MCE_POOLSZ is used to size gen_pool_buf[] which was a line out of your
diff context:

> #define MCE_POOLSZ (2 * PAGE_SIZE)
>
> static struct gen_pool *mce_evt_pool;
> static LLIST_HEAD(mce_event_llist);
> static char gen_pool_buf[MCE_POOLSZ];

That's in .bss which means it eats up memory for *everyone*. It seems a
little silly to eat up an extra 6 pages of memory for *everyone* in
order to get rid of a message on what I assume is a relatively small set
of "sorry servers".

Is there any way that the size of the pool can be more automatically
determined? Is the likelihood of a bunch errors proportional to the
number of CPUs or amount of RAM or some other aspect of the hardware?

Could the pool be emptied more aggressively so that it does not fill up?

Last, what is the _actual_ harm caused by missing this "useful
information"? Is collecting that information collectively really worth
24kb*NR_X86_SYSTEMS_ON_EARTH? Is it really that valuable to know that
the system got 4,000 ECC errors on a DIMM versus 1,000?

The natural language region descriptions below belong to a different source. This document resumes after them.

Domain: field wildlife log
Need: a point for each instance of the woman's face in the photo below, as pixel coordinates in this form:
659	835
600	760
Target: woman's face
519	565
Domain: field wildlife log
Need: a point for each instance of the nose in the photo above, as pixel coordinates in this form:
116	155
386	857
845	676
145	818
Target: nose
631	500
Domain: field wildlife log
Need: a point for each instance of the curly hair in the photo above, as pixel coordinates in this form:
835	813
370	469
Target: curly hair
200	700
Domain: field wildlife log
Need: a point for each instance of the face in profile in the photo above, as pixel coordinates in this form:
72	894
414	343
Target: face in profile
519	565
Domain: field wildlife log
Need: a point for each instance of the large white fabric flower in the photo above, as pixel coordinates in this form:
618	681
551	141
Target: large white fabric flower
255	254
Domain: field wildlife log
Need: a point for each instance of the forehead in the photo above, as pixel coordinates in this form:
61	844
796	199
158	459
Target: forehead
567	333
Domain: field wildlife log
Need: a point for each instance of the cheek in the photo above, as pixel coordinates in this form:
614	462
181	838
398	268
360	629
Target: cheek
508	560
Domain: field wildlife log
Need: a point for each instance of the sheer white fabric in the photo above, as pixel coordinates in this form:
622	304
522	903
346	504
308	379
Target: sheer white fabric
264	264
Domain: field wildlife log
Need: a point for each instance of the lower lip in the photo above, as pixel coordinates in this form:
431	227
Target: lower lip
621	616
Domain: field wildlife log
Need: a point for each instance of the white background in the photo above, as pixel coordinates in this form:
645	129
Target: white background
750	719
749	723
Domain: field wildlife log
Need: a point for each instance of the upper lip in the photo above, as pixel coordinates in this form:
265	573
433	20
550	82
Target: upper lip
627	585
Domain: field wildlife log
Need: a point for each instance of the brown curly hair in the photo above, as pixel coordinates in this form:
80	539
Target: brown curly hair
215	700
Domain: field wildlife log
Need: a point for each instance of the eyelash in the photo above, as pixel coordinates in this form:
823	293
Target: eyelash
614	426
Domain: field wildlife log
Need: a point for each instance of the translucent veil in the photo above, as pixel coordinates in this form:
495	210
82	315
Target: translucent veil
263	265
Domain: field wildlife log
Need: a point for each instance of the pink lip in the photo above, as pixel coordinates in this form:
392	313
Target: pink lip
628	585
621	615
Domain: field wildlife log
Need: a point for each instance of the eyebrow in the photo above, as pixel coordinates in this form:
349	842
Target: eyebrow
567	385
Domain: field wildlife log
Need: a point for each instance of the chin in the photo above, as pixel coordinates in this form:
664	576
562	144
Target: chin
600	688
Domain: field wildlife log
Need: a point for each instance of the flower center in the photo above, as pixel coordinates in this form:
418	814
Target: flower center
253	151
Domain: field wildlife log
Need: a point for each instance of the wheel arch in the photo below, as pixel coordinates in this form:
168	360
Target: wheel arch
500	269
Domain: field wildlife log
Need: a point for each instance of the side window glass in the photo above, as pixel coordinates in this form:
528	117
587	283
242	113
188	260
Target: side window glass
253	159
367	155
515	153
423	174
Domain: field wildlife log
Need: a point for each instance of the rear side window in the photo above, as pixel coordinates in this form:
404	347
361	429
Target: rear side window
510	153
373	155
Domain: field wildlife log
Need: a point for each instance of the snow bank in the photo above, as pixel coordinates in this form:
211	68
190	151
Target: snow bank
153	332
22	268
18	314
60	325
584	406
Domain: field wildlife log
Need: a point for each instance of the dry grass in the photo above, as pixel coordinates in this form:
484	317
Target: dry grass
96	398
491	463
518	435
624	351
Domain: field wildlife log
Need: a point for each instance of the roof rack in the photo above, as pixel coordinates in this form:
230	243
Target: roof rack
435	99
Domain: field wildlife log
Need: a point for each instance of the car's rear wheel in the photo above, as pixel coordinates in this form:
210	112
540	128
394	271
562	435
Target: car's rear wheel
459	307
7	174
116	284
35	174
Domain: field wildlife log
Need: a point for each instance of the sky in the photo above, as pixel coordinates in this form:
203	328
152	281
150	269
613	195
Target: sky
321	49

If there's no other choice and this extra information is *CRITICAL*,
then by all means let's enlarge the buffer. But, let's please do it for
a known, tangible benefit.

2023-10-12 11:46:50

by Filippo Sironi

[permalink] [raw]
Subject: Re: [PATCH] x86/mce: Increase the size of the MCE pool from 2 to 8 pages

On 10/11/23 19:33, Dave Hansen wrote:
> On 10/11/23 09:33, Filippo Sironi wrote:
> > On some of our large servers and some of our most sorry servers ( ???? ),
> > we're seeing the kernel reporting the warning in mce_gen_pool_add: "MCE
> > records pool full!". Let's increase the amount of memory that we use to
> > store the MCE records from 2 to 8 pages to prevent this from happening
> > and be able to collect useful information.
>
>
> MCE_POOLSZ is used to size gen_pool_buf[] which was a line out of your
> diff context:
>
>
> > #define MCE_POOLSZ (2 * PAGE_SIZE)
> >
> > static struct gen_pool *mce_evt_pool;
> > static LLIST_HEAD(mce_event_llist);
> > static char gen_pool_buf[MCE_POOLSZ];
>
>
> That's in .bss which means it eats up memory for *everyone*. It seems a
> little silly to eat up an extra 6 pages of memory for *everyone* in
> order to get rid of a message on what I assume is a relatively small set
> of "sorry servers".

There's correlation across the errors that we're seeing, indeed, we're
looking at the same row being responsible for multiple CPUs tripping and
running into #MC. I still don't like the full lack of visibility; it's not
uncommon in a large fleet to see to take a server out of production,
replace a DIMM and shortly after taking it out of production again to
replace another DIMM just because some of the errors weren't properly
logged.

> Is there any way that the size of the pool can be more automatically
> determined? Is the likelihood of a bunch errors proportional to the
> number of CPUs or amount of RAM or some other aspect of the hardware?
>
>
> Could the pool be emptied more aggressively so that it does not fill up?
>
>
> Last, what is the _actual_ harm caused by missing this "useful
> information"? Is collecting that information collectively really worth
> 24kb*NR_X86_SYSTEMS_ON_EARTH? Is it really that valuable to know that
> the system got 4,000 ECC errors on a DIMM versus 1,000?
>
>
> If there's no other choice and this extra information is *CRITICAL*,
> then by all means let's enlarge the buffer. But, let's please do it for
> a known, tangible benefit.

I'm happy to make this a compile time configuration where the default is
still 2 pages, to avoid changing the status quo.

Filippo






Amazon Development Center Germany GmbH
Krausenstr. 38
10117 Berlin
Geschaeftsfuehrung: Christian Schlaeger, Jonathan Weiss
Eingetragen am Amtsgericht Charlottenburg unter HRB 149173 B
Sitz: Berlin
Ust-ID: DE 289 237 879


2023-10-12 11:53:48

by Borislav Petkov

[permalink] [raw]
Subject: Re: [PATCH] x86/mce: Increase the size of the MCE pool from 2 to 8 pages

On Thu, Oct 12, 2023 at 11:46:13AM +0000, Sironi, Filippo wrote:
> I'm happy to make this a compile time configuration where the default is
> still 2 pages, to avoid changing the status quo.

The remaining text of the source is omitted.